Following an adverse ruling in 2004, the Prime Minister invoked an unusual procedural rule known as an Order-in-Council, which sought to reverse the judgment applicable to overseas territories without parliamentary action. It is this action that was declared unlawful by the High Court yesterday. According to news reports, in yesterday’s ruling the High Court held that “Prime Minster Tony Blair’s attempt to use a centuries-old power of the Queen called an Order in Council to bypass Parliament and quash an earlier court ruling in the natives’ favor was ‘irrational'” and that “the suggestion that a minister can, through an Order in Council, exile a whole population from a British Overseas Territory and claim he is doing so for the `peace, order and good government’ of the Territory is repugnant.” The High Court further noted that “The defendant’s approach to this case involves much clanking of the ‘chains of the ghosts of the past’.”

You can read details about the judgment from various news sources here. I would greatly appreciate any knowledgeable readers to provide further details on the use of Orders-in-Council generally or more information about this specific case.


6 Responses

  1. So, my largely intuitive dislike of the resort to the ‘murky’ political question doctrine by the D.C. Circuit in Bancoult v. McNamara in April this year may not have been so far off base (no pun intended) after all (in comments to Julian’s prior post on this topic).

    Given Tobias Thienel’s previous comments, I suspect he may be just the sort of ‘knowledgeable reader’ you’re look for here….

  2. correction: ‘you’re looking for….’

  3. The court’s judgement is available on BAILII…

    England and Wales High Court, 11th May 2006

    Hooper LJ and Cresswell J, R (Bancoult) v. Secretary of State for Foreign and Commonwealth Affairs, [2006] EWHC 1038 (Admin).


  4. Thanks Charles. I have updated the post with the link.

    Roger Alford

  5. Thank you very much, Patrick. I’ll try to live up to your expectations.

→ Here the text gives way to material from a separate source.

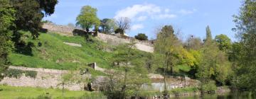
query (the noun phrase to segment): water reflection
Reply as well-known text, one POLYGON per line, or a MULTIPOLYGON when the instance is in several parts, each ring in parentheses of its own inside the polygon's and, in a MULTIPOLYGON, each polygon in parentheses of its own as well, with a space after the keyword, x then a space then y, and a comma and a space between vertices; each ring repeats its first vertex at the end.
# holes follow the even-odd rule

    First, a minor correction: the excerpt in the post is from a decision of the Court of Appeal of England and Wales, which is actually higher than the High Court (the hierarchy in England and Wales being High Court, Court of Appeal, House of Lords). It was earlier than the present case because it was a very different form of action. The present case, just like the 2000 action, was for judicial review (and annulment) of the relevant Orders in Council. The case of Chagos Islanders v. Attorney General was an action for damages. This failed (the Court of Appeal refused leave to appeal in the quoted decision) for reasons relating to the intricate details of English tort law and specifically torts by servants of the Crown.

    The nature of Orders in Council is much discussed in the judgment of the High Court (2006). They are, so far as releant to the present case, basically legislation for Her Majesty’s Dependent Territories, made by he Queen in the Privy Council. This council is composed of the great and good, i.e. past and present Cabinet ministers, judges of the Court of Appeal and the House of Lords (hence the remark by Hooper LJ that he was present when the Orders were adopted), and many many more (they are all styled ‘The Right Honourable’).

    This may seem very odd, but then tradition, in the form of constitutional conventions, is nearly as important to the working of British constitutional arrangements as is the law. In this case, this means that the Orders are effectively made by the government of the day. They receive the Royal Assent, but they are apparently not put to the vote in the Council meetings.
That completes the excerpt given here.